Me, trying to look less hungover and terrified than I really feel.

The sensation was seriously weird. My mouth instantly felt salty, I could smell the vitamins in the drip, and my arm was really, really cold. Discomfort aside, there was the fact that on a scale of one to hungover, I was now barefoot sitting in our meeting room hooked up to an IV drip and trying to Snapchat with one hand (Jasmine 0, prosecco 1). But after I got over that, I just felt a kind of dull ache where the IV was inserted, and I remained a little uncomfortably chilly as the 20-minute treatment progressed. “A totally normal response,” the nurse reassured me.

Asa Kitfield, the founder at NutriDrip, explained why the treatment is so popular and effective—admittedly, usually in apartments or hotel rooms following weddings or bachelor parties, not in office conference rooms.

“Alcohol is a poison, and it causes your body to use up stores of important vitamin and minerals such as thiamine (B1), methylcobalamin (B12), ascorbic acid (vitamin C), and magnesium,” he explained, adding that these are the nutrients delivered directly to the bloodstream via the IV treatment, which is why it can make your hangover disappear, stat. “Depleted levels of these vitamins and nutrients will cause fatigue, impair brain function, and cause irritability. It then will prevent your body from absorbing these nutrients after eating or taking supplements while the alcohol is still in your system.”

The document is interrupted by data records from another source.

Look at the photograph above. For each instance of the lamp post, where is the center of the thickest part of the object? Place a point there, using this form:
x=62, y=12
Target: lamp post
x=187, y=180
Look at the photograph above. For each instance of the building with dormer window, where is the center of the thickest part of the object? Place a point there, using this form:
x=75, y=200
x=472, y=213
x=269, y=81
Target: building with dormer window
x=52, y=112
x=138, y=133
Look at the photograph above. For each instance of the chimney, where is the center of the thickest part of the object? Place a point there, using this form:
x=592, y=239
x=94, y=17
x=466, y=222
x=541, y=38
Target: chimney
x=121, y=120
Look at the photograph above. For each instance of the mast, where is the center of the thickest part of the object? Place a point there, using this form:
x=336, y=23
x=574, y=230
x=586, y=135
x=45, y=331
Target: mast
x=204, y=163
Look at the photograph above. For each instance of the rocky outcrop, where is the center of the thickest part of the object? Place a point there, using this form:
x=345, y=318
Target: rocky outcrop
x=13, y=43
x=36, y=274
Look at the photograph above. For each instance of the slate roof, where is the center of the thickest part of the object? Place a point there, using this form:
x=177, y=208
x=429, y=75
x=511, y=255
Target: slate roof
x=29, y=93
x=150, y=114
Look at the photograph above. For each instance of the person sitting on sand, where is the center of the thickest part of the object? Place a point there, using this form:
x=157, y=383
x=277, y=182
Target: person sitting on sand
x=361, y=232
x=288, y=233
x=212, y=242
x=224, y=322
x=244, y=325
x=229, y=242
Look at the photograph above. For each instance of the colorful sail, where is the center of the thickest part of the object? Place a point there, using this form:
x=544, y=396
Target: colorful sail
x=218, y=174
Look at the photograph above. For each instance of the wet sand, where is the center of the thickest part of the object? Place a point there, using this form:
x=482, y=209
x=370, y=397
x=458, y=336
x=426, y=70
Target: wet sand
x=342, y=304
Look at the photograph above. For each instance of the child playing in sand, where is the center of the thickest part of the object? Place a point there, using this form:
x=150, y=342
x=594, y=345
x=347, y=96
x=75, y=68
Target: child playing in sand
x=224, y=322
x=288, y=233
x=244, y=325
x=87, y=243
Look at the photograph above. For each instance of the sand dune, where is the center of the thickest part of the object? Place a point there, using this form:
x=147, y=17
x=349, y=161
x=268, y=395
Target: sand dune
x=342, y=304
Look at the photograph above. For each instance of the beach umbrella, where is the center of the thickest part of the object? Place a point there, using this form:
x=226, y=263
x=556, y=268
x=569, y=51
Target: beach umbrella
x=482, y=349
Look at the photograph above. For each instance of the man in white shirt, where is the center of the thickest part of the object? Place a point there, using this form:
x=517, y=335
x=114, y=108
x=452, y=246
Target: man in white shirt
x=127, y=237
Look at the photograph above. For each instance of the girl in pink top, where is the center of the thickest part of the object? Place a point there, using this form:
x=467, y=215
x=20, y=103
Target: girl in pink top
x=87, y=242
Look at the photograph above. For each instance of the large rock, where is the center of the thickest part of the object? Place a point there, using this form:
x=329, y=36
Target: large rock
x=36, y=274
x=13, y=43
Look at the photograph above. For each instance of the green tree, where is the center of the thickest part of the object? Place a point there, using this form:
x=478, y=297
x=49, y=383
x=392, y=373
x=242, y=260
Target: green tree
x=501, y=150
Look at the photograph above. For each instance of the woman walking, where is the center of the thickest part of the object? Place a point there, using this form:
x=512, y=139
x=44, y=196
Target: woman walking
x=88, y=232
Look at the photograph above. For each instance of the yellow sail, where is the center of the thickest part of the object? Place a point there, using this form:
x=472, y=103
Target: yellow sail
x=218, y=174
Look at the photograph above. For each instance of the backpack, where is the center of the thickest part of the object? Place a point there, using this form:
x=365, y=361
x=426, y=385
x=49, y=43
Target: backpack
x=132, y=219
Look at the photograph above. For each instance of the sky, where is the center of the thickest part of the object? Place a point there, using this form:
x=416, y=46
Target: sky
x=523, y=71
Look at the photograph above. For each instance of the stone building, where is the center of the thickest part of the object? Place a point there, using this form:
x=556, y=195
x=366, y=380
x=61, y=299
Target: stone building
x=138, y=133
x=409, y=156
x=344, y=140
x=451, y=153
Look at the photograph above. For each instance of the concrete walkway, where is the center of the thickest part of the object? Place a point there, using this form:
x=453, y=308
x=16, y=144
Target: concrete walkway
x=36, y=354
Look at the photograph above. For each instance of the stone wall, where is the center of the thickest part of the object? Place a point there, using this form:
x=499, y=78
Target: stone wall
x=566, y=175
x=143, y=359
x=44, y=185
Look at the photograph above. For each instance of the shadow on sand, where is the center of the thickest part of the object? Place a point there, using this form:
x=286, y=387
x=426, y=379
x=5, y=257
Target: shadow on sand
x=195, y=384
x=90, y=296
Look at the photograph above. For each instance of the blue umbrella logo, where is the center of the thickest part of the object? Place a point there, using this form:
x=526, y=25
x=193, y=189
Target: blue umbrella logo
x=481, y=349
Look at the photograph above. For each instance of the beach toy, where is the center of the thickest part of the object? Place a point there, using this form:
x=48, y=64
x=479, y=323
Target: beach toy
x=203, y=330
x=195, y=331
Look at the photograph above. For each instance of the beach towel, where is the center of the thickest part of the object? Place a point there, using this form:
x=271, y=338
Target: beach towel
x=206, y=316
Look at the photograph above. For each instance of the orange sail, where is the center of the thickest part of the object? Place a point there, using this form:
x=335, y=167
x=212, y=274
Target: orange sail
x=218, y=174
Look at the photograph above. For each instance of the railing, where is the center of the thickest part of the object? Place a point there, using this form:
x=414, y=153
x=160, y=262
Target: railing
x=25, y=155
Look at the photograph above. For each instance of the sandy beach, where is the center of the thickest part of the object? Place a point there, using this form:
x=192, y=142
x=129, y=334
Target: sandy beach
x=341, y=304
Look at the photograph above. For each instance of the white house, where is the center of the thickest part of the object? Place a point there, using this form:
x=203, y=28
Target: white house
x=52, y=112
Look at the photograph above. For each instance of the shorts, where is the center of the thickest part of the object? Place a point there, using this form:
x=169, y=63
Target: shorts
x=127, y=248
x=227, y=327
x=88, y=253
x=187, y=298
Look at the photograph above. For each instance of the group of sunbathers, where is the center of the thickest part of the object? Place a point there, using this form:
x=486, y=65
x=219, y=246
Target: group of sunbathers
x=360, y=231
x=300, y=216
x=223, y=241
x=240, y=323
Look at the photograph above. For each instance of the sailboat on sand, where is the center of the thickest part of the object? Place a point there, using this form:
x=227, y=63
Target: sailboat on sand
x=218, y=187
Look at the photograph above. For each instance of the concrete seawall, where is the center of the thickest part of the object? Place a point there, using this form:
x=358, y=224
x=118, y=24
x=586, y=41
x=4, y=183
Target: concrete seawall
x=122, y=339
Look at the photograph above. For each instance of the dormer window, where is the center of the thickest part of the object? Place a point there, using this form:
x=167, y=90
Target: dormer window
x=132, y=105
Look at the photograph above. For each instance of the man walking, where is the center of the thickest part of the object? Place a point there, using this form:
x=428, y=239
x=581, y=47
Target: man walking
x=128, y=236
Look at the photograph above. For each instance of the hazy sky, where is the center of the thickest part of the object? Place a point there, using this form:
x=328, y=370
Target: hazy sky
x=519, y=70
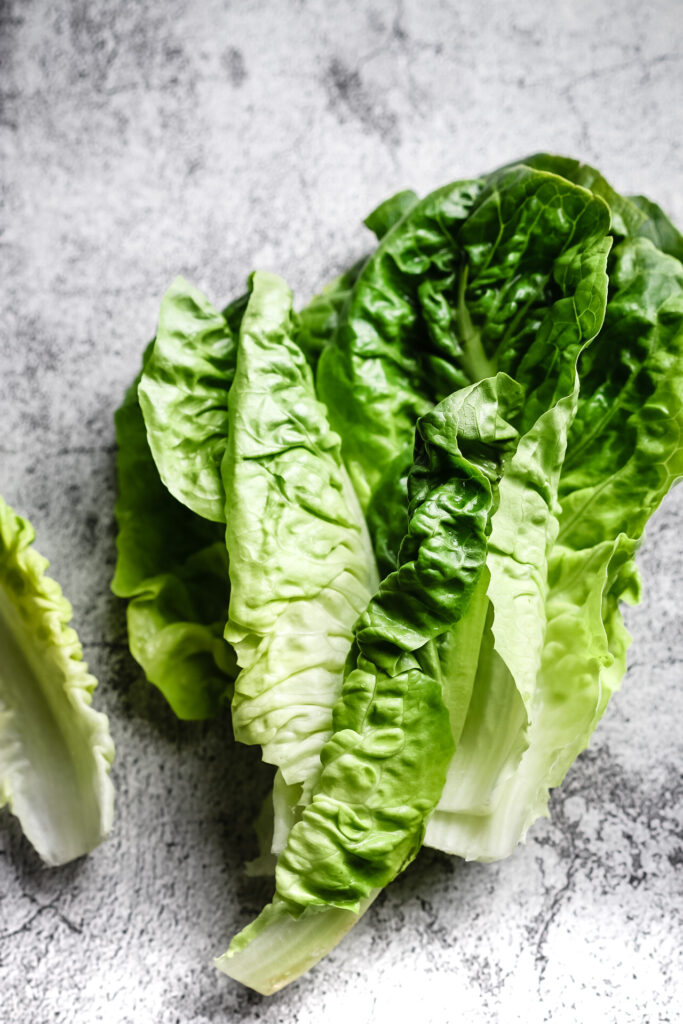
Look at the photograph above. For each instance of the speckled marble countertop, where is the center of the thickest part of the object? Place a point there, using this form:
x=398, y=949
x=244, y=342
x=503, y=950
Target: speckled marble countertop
x=208, y=137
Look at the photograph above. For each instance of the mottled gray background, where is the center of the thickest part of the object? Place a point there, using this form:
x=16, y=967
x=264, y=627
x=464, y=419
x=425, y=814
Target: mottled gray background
x=209, y=137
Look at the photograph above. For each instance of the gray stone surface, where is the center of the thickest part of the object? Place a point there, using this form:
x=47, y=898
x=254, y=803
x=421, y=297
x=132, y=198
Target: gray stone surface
x=208, y=137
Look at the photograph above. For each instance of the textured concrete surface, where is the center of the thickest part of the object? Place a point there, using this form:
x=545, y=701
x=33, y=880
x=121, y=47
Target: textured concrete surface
x=209, y=137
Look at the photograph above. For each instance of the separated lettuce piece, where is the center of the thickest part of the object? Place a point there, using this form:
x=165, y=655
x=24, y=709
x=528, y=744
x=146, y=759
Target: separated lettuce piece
x=183, y=396
x=625, y=453
x=172, y=566
x=301, y=564
x=384, y=766
x=55, y=751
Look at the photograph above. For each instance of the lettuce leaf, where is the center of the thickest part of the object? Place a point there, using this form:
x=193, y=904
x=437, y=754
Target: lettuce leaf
x=183, y=397
x=384, y=766
x=624, y=454
x=172, y=566
x=301, y=564
x=55, y=750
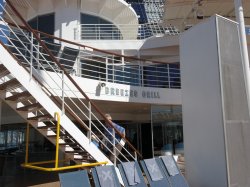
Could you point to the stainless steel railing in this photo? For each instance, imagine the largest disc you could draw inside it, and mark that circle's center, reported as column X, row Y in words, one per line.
column 122, row 31
column 27, row 48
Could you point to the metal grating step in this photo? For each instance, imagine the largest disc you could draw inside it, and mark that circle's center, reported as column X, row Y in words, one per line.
column 33, row 106
column 18, row 96
column 45, row 117
column 9, row 84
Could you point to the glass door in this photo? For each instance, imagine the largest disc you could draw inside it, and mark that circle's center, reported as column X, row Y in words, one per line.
column 167, row 130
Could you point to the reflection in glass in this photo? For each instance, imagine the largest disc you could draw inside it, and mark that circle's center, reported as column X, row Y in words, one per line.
column 167, row 130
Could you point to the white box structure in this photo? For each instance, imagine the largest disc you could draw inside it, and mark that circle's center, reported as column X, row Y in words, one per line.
column 215, row 111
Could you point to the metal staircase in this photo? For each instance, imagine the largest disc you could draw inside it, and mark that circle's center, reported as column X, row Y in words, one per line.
column 36, row 85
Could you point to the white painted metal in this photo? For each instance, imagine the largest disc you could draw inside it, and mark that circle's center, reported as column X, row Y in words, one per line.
column 36, row 91
column 240, row 19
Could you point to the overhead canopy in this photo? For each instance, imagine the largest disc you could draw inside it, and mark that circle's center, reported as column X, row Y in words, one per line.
column 185, row 13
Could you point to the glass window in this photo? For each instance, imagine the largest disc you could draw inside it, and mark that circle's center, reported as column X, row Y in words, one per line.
column 44, row 23
column 167, row 130
column 97, row 28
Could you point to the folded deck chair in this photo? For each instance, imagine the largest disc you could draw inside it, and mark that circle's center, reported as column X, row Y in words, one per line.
column 68, row 57
column 171, row 169
column 74, row 179
column 154, row 173
column 105, row 176
column 131, row 174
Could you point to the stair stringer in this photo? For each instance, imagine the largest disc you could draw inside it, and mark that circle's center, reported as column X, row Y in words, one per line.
column 37, row 92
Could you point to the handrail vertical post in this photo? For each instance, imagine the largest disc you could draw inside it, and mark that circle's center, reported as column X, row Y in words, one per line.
column 27, row 144
column 90, row 126
column 38, row 51
column 106, row 61
column 114, row 149
column 31, row 55
column 168, row 76
column 63, row 109
column 57, row 138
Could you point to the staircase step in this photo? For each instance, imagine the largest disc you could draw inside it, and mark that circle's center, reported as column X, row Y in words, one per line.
column 45, row 117
column 88, row 160
column 9, row 84
column 4, row 73
column 18, row 96
column 68, row 143
column 75, row 151
column 2, row 68
column 33, row 106
column 50, row 125
column 61, row 136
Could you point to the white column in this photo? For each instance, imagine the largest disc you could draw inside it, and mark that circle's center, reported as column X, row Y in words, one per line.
column 1, row 102
column 243, row 42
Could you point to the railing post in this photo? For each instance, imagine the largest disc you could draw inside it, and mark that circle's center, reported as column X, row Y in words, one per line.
column 90, row 126
column 168, row 76
column 38, row 52
column 31, row 55
column 106, row 61
column 113, row 69
column 135, row 155
column 57, row 138
column 114, row 149
column 63, row 109
column 27, row 144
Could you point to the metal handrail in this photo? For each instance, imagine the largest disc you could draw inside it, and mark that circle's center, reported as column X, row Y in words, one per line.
column 126, row 70
column 59, row 65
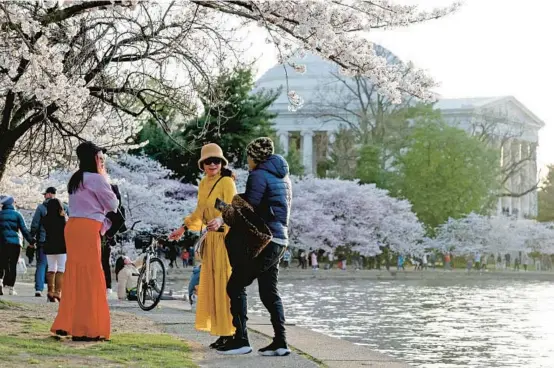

The service is completely on-demand, so you can book a treatment straight after a big night and have it performed literally one hour later.

To hurry up the treatment, my lovely nurse, Isla, added a pressure bag over the fluid to force it in quickly, and that’s when I started getting strangely cold. But, after it was all over (about 20 minutes), I felt considerably more human than I did previously. Some colleagues even commented that I seemed super zippy, animated, and perkier than usual, and my nausea that had been lingering since around 6 a.m. completely disappeared. About an hour later, I was back to my normal self. However, another coworker had the same treatment, and it didn’t do much for her wine-induced headache.

There’s probably only one reason why I wouldn’t get this treatment every time I drank too much, and that’s the cost. Recovery packages start at $175 including the price of a nurse coming to your house, but the full vitamin infusion that I received will set you back $249—which could make a big night out a really expensive event, really fast.

Still, if you’re out to splurge, or dropping $200 is NBD, this honestly is the fastest (and probably only) way to get rid of a hangover.